Tudo que posso fazer é deduzir que aquelas pessoas poderosas encerraram a sombria reunião com alguma bobagem em latim. O latim não é apenas lindo para passar a ideia de que uma pessoa é eloquente e sofisticada, o velho idioma também tem sua aplicação no sentido de dominar e assustar os ingênuos.

Possivelmente me arrastaram para dentro de um veículo, logicamente sem aquele "roupão" que me obrigaram a usar, e em alguns minutos corremos ao local onde Ygor residiu durante sua vida.

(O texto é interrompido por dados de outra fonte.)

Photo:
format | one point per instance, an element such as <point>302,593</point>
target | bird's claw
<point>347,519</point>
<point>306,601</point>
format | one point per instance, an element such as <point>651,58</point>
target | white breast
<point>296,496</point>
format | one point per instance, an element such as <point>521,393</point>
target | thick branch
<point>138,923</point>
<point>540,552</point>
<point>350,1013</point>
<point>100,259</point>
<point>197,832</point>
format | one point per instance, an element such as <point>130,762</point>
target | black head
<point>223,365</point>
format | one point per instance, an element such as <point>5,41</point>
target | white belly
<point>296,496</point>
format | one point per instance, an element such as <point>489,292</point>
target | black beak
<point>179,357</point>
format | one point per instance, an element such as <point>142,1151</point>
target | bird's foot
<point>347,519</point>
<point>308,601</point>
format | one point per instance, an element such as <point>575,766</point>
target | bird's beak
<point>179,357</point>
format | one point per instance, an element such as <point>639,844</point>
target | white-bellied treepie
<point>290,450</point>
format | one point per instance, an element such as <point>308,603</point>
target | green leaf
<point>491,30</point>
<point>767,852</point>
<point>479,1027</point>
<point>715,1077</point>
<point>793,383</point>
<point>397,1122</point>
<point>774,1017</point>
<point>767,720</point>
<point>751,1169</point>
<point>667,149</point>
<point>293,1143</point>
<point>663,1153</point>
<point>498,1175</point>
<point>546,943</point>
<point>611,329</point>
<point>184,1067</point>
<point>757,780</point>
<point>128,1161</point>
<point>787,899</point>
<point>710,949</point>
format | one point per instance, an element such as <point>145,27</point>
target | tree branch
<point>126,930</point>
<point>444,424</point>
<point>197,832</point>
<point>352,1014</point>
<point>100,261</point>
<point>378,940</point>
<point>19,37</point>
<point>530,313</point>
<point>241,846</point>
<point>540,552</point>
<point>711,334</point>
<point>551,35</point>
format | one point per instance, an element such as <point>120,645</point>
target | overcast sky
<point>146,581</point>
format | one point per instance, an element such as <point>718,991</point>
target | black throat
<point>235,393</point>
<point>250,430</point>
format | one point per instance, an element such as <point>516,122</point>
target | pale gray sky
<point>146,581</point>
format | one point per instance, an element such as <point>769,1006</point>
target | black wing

Acordei atordoado com um safanão, retiraram um capuz preto e a luz ofuscou minha visão por uns instantes. Estava ajoelhado naquele solo familiar e uma fita cobria minha boca. Estava com a mesma calça do mangue com uma camisa branca surrada, demorei alguns instantes para entender a situação.

Estávamos na frente da casa queimada de Ygor, tudo virara pó naquele lugar, com exceção de alguns ferros retorcidos, possivelmente os únicos sobreviventes da queimada. Me perguntava se os desgraçados responsáveis por isso ao menos mataram as mulheres presas no porão antes de atear fogo, a vida de outras pessoas não parecia significar muito para a Ordem de Izmael.

Do lado daquele carro vermelho: Catarina, seus dois homens e eu. Na minha frente: Eleonor com as mesmas roupas da última vez que nos encontramos e seu chapéu azul.

— Viu? Ele está vivo. Agora podemos negociar?

Eleonor me olhou na face e com meus olhos tentei alertá-la da eminente armadilha que a aguardava, em breve um dos homens de Ricardo estaria bem atrás dela para matá-la. Não sei se ela entendeu meu sinal, possivelmente sim, mas ela não poderia demonstrar.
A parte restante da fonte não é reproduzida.